A view of the auditorium during the panel discussion on 'Nobel Laureates on Human Rights - A view from civil society' in Geneva, Switzerland on March 11, 2016. Photo/Olivier Adam

A view of the auditorium during the panel discussion on ‘Nobel Laureates on Human Rights – A view from civil society’ in Geneva, Switzerland on March 11, 2016. Photo/Olivier Adam

By Stephanie Nebehay, GENEVA (Reuters) – 11 March 2016

 The Dalai Lama took part in a panel of Nobel Peace Prize laureates in Geneva on Friday, addressing a full auditorium about Chinese repression in his native Tibet despite Beijing having urged people to shun the event.

China wrote this week to diplomats and U.N. officials calling on them not to attend the panel at Geneva’s Graduate Institute, saying it opposed the exiled Tibetan spiritual leader’s appearance at all venues due to his “separatist activities”.

“One part of the human brain usually develops common sense. Some of these (Chinese) hardliners, that part of brain is missing,” the crimson-robed Dalai Lama, 80, told the audience of students and diplomats.

Earlier he told reporters: “Wherever my name is there they usually criticise and protest. That’s quite now routine, normal, nothing special.”

China’s Foreign Ministry said in statement it had lodged a protest with the United States, which along with Canada had sponsored the event, and that it had expressed its “strong dissatisfaction” with Washington.

The Dalai Lama is not a purely religious figure, but somebody who has engaged in “anti-China separatist activities” for a long period, the ministry said.

“He was the biggest serf owner in old Tibet, and has no qualifications at all to talk about human rights,” it added, referring to the period before what China calls its “peaceful liberation” of the remote Himalayan region in 1950.

The United Nations also needs to respect the principles of its own charter and respect and support efforts of member states to maintain their sovereignty and territorial integrity, it added.

The two-hour panel was moderated by U.N. Deputy High Commissioner for Human Rights Kate Gilmore, along with laureates from Yemen and Iran.

The Dalai Lama fled into exile in India in 1959 after an abortive uprising against Communist rule.

Beijing blames him for unrest in Tibetan areas and self-immolations that have taken more than 140 lives since 2011, and says he seeks independence for his homeland.

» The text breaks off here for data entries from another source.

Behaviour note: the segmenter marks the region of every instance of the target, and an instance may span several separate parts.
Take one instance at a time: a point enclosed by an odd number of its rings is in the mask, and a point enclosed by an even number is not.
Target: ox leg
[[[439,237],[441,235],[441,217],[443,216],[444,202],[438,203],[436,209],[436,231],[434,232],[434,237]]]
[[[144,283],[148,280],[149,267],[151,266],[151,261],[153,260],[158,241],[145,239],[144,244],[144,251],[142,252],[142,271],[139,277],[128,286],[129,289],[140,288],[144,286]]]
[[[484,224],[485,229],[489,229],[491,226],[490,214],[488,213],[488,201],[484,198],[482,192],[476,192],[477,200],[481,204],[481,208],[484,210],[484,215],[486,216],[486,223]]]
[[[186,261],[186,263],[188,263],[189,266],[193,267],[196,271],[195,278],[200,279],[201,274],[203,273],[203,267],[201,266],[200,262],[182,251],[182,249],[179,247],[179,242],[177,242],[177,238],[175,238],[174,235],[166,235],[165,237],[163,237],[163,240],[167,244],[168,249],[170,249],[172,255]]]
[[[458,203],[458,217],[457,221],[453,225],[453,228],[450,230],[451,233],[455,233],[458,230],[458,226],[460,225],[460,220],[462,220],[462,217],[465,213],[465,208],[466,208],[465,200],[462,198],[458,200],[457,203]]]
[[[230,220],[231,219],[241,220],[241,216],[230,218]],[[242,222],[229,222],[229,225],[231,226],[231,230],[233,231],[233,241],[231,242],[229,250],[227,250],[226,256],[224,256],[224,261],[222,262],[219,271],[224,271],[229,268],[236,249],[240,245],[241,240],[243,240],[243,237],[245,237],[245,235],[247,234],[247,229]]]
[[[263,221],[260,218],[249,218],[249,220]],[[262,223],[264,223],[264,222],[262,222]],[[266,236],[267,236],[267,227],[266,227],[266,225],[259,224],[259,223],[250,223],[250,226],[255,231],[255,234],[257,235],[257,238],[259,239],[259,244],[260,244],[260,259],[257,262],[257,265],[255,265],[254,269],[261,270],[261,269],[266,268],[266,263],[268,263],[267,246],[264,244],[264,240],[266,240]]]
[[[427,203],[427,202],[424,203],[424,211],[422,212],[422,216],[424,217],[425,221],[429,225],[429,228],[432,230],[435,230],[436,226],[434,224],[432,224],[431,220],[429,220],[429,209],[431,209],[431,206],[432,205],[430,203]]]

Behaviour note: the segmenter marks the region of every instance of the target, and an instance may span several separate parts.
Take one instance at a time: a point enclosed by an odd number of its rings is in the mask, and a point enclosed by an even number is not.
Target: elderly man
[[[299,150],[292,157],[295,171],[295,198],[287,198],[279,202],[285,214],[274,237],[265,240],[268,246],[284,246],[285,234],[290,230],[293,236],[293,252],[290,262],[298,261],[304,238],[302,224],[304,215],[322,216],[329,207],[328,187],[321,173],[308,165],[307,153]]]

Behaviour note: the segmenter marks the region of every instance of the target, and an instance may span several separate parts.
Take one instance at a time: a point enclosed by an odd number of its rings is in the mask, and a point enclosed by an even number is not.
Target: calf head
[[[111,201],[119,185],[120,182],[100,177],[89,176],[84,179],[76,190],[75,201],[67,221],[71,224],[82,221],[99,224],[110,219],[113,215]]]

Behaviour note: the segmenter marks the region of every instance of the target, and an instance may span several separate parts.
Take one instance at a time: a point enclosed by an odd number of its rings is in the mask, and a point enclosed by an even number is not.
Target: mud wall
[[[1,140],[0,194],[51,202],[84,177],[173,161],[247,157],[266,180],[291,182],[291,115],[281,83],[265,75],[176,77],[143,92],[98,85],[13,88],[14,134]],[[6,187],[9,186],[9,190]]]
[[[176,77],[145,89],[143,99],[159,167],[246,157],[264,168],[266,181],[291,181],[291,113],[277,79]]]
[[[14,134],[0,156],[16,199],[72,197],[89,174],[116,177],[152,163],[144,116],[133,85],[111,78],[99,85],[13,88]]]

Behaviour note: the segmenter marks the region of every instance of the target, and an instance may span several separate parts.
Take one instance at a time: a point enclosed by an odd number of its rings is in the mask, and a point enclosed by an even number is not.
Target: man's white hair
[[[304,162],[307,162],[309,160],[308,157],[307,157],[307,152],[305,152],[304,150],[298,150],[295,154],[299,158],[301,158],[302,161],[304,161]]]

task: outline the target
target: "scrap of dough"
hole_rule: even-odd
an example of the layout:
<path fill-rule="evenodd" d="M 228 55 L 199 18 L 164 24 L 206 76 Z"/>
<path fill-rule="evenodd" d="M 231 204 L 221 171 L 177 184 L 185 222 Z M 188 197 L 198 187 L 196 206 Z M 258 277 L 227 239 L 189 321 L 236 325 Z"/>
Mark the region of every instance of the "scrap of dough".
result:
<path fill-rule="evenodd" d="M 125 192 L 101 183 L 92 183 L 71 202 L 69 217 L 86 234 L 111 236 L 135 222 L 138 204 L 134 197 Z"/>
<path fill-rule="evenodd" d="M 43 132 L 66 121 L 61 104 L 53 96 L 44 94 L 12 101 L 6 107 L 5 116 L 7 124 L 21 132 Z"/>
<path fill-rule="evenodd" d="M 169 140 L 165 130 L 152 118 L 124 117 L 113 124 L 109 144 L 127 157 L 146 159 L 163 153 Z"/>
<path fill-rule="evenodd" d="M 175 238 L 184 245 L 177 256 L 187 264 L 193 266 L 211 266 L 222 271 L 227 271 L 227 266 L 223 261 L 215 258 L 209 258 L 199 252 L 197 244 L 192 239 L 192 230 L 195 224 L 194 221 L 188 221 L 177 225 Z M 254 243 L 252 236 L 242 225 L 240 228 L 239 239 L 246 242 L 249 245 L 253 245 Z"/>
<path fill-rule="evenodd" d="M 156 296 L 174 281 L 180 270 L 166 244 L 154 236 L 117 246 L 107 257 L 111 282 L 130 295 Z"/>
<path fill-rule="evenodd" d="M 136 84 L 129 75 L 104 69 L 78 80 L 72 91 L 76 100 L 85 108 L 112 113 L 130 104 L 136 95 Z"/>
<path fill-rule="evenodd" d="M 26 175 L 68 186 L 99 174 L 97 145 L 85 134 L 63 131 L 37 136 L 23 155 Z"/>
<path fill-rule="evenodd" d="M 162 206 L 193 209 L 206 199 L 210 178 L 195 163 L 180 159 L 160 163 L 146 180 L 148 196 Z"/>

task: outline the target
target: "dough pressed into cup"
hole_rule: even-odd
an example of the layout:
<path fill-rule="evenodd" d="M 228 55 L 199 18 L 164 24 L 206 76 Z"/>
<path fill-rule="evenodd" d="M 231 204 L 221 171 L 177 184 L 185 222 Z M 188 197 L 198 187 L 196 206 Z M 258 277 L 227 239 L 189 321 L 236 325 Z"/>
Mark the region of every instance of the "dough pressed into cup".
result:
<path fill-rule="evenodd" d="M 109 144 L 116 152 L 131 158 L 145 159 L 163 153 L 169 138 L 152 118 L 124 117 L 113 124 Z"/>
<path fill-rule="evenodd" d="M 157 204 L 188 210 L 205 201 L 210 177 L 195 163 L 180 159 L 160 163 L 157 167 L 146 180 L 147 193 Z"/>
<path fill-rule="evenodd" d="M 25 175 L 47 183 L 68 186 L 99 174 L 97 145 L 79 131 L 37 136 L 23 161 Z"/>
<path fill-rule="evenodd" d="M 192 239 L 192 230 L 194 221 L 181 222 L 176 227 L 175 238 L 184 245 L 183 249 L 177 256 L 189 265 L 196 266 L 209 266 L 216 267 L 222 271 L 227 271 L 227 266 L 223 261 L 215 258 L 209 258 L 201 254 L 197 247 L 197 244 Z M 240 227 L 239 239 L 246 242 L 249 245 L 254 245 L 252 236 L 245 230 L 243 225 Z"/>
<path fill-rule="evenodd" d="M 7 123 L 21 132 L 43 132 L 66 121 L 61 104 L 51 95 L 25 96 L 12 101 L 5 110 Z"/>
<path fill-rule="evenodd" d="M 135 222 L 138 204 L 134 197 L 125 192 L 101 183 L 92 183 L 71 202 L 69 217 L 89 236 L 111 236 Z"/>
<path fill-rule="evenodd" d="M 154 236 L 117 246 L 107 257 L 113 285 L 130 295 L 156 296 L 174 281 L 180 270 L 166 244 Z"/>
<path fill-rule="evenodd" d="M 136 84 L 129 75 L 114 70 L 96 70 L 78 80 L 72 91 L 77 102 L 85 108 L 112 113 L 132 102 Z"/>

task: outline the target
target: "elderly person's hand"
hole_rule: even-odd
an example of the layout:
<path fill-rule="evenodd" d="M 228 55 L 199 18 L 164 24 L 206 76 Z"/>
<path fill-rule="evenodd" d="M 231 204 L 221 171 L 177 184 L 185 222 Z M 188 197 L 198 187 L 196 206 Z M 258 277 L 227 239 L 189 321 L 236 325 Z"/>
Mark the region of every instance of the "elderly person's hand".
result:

He denies the charges, and says he only wants genuine autonomy for Tibet.

A Buddhist group leading a global campaign of harassment against the Dalai Lama has called off its demonstrations and disbanded, according to a statement on its website.

A Reuters investigation revealed in December that the International Shugden Community (ISC) was backed by China’s ruling Communist Party.

The Dalai Lama told Reuters on Friday he was aware of the decision by the ISC to disband. He also told journalists he had not yet received an official invitation to visit Taiwan, but it was up to the government of the self-ruled democratic island which Beijing claims is an integral part of China.